Yesterday’s Autumn Budget saw three changes particularly relevant for the restructuring and insolvency market: business rates relief for the retail sector; the return of HMRC as a preferential creditor; and a measure to hold directors personally liable for a company’s tax liabilities where there is a risk that the company may enter insolvency deliberately to avoid such liabilities.
The UK Autumn Budget indicates three important changes for the restructuring and insolvency market
Retail sector — business rates relief
In a nutshell: The Government will cut business rates by a third for retail premises up to a rateable value of £51,000. (A property’s rateable value represents the rent for which the property could have been let on a certain date set in law — currently, April 2015.) This measure will be effective for two years from April 2019.

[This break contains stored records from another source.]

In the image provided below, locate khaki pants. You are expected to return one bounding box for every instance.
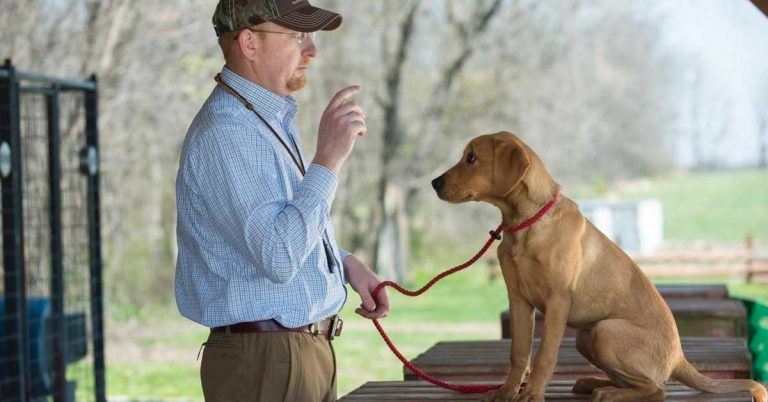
[200,330,337,402]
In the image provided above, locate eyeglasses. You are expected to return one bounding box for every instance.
[246,29,316,45]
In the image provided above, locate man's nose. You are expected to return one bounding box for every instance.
[302,39,317,58]
[431,176,445,192]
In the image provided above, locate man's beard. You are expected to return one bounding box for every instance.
[287,75,307,92]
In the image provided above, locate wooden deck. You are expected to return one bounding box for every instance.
[340,380,754,401]
[403,337,753,381]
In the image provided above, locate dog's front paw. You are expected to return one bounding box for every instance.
[512,390,544,402]
[591,386,622,402]
[481,384,519,401]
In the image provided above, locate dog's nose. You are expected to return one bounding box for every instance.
[431,176,445,192]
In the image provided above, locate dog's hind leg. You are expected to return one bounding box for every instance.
[590,381,665,402]
[589,363,665,401]
[587,320,671,402]
[572,329,616,394]
[589,364,666,402]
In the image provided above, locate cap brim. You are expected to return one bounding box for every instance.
[274,6,342,32]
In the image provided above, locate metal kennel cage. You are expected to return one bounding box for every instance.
[0,59,106,402]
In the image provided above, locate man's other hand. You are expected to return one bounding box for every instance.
[343,255,390,319]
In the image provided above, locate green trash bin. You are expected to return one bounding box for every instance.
[742,298,755,315]
[749,302,768,380]
[751,328,768,355]
[750,302,768,329]
[755,351,767,381]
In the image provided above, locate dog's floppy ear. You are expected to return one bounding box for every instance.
[493,137,530,196]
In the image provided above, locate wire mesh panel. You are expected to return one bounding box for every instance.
[1,60,105,402]
[19,90,56,400]
[59,90,96,401]
[21,92,51,298]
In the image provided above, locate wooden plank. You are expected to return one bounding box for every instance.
[747,257,768,283]
[501,297,747,338]
[653,284,729,299]
[665,299,748,337]
[403,337,752,382]
[340,380,753,401]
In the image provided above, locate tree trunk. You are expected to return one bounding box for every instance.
[371,2,419,282]
[373,182,409,282]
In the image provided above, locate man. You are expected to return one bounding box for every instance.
[174,1,390,400]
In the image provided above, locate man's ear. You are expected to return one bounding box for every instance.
[237,30,259,59]
[493,137,530,196]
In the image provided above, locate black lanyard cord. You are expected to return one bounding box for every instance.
[214,73,338,274]
[215,74,306,175]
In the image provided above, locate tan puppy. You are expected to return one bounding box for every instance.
[431,132,767,402]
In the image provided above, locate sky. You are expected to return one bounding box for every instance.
[654,0,768,168]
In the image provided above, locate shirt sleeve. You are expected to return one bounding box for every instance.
[188,120,337,284]
[339,249,351,263]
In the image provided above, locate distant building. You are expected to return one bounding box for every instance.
[577,199,663,256]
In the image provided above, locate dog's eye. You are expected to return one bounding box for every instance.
[466,152,477,164]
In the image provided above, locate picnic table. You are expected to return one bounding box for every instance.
[403,337,753,382]
[500,285,746,338]
[340,380,754,401]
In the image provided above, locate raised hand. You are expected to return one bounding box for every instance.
[313,85,367,175]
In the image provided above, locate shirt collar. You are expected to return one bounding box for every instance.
[219,66,298,123]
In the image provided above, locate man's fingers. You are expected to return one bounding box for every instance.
[354,287,389,319]
[341,110,365,124]
[355,307,387,319]
[348,118,366,136]
[342,114,366,130]
[328,85,361,110]
[374,291,390,316]
[359,291,376,311]
[377,289,390,310]
[337,101,365,119]
[336,112,366,138]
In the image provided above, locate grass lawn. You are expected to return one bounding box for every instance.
[70,361,202,401]
[612,169,768,243]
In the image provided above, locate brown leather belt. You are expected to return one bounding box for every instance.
[211,315,343,340]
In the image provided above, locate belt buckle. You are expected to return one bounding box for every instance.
[328,315,342,341]
[310,322,320,336]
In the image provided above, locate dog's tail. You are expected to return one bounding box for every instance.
[672,357,766,402]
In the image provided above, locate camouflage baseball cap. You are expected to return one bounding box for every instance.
[213,0,342,36]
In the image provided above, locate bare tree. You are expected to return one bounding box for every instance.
[365,0,505,282]
[370,0,421,282]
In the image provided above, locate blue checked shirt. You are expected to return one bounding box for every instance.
[175,67,348,328]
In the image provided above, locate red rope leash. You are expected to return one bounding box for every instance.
[369,191,560,393]
[371,225,503,393]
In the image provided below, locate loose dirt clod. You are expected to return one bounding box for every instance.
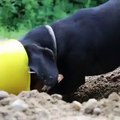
[10,99,28,111]
[83,98,98,114]
[93,107,101,115]
[71,101,82,111]
[0,91,9,99]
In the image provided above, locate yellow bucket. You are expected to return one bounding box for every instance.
[0,39,30,94]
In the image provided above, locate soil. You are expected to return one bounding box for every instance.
[1,68,120,120]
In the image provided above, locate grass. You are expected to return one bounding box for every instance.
[0,27,29,40]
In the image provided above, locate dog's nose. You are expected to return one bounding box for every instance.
[41,76,57,92]
[44,76,58,87]
[41,74,64,92]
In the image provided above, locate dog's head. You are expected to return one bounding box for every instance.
[24,43,59,91]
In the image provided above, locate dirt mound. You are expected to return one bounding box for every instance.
[73,67,120,102]
[0,90,120,120]
[0,68,120,120]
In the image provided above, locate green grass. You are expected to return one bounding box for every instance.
[0,27,29,40]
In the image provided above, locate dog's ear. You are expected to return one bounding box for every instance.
[24,44,58,87]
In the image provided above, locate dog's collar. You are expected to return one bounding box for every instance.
[45,25,57,59]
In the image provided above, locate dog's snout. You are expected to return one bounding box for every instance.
[43,75,58,87]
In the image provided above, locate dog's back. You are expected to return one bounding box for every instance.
[51,0,120,76]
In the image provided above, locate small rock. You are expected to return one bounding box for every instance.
[108,92,120,101]
[83,98,98,114]
[114,116,120,120]
[0,91,9,99]
[93,107,101,115]
[71,101,82,111]
[37,110,51,120]
[51,94,62,100]
[10,99,28,111]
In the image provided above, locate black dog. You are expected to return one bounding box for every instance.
[20,0,120,95]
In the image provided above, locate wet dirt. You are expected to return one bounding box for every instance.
[72,67,120,103]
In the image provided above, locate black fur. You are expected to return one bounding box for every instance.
[20,0,120,95]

Comment: This reform will alleviate pressure on small retailers — but, of course, the retail sector as a whole is struggling. This will not address the underlying imbalance between bricks and mortar retailers and their online competitors. Not a single M&S, Debenhams or House of Fraser would have been saved by the announcement, as Labour’s shadow business secretary has pointed out.
HMRC as preferential creditor
In a nutshell: HMRC will return to being a preferential creditor in insolvencies, beginning in April 2020. The reform will only apply to taxes collected and held by businesses on behalf of other taxpayers (including VAT, PAYE and employee National Insurance contributions). It will not apply to taxes owed by businesses themselves, such as corporation tax and employer National Insurance contributions.
According to the Chancellor, this reform is “to ensure that tax which has been collected on behalf of HMRC is actually paid to HMRC”. The Treasury says this will ensure that an extra £185m in taxes already paid each year reaches the Government.
Comment: This is a partial reversal of the Enterprise Act 2002, which abolished the Crown’s preferential status. The move is controversial as it effectively increases HMRC’s share of insolvent estates, which will inevitably reduce returns to unsecured creditors (which, on average, are already only 4p/£). This underscores the necessity to accelerate measures to avoid insolvencies in the first place and promote rescue.
Tax abuse and insolvency
In a nutshell: Directors and others involved in tax avoidance, evasion or “phoenixism” will be held jointly and severally liable for company tax liabilities, where there is a risk that the company may deliberately enter insolvency proceedings.
This measure follows the Government’s “discussion document” on tax abuse and insolvency in April 2018, which sought views on how to tackle abuse of the insolvency regime to avoid or evade tax liabilities, including through the use of phoenixism (the practice of carrying on the same business successively through a series of limited liability entities, usually companies, where each becomes insolvent in turn; each time this happens, the insolvent entity’s business, but not its debts, is transferred to a new “phoenix” entity).
This reform will be enacted in the Finance Bill 2019-20. It appears this change will apply across all taxes, in prescribed circumstances.
Comment: The main challenge will be to ensure this measure is sufficiently well-targeted, and with adequate safeguards, to avoid affecting distressed companies that enter into insolvency proceedings for reasons other than an abusive intention to avoid tax.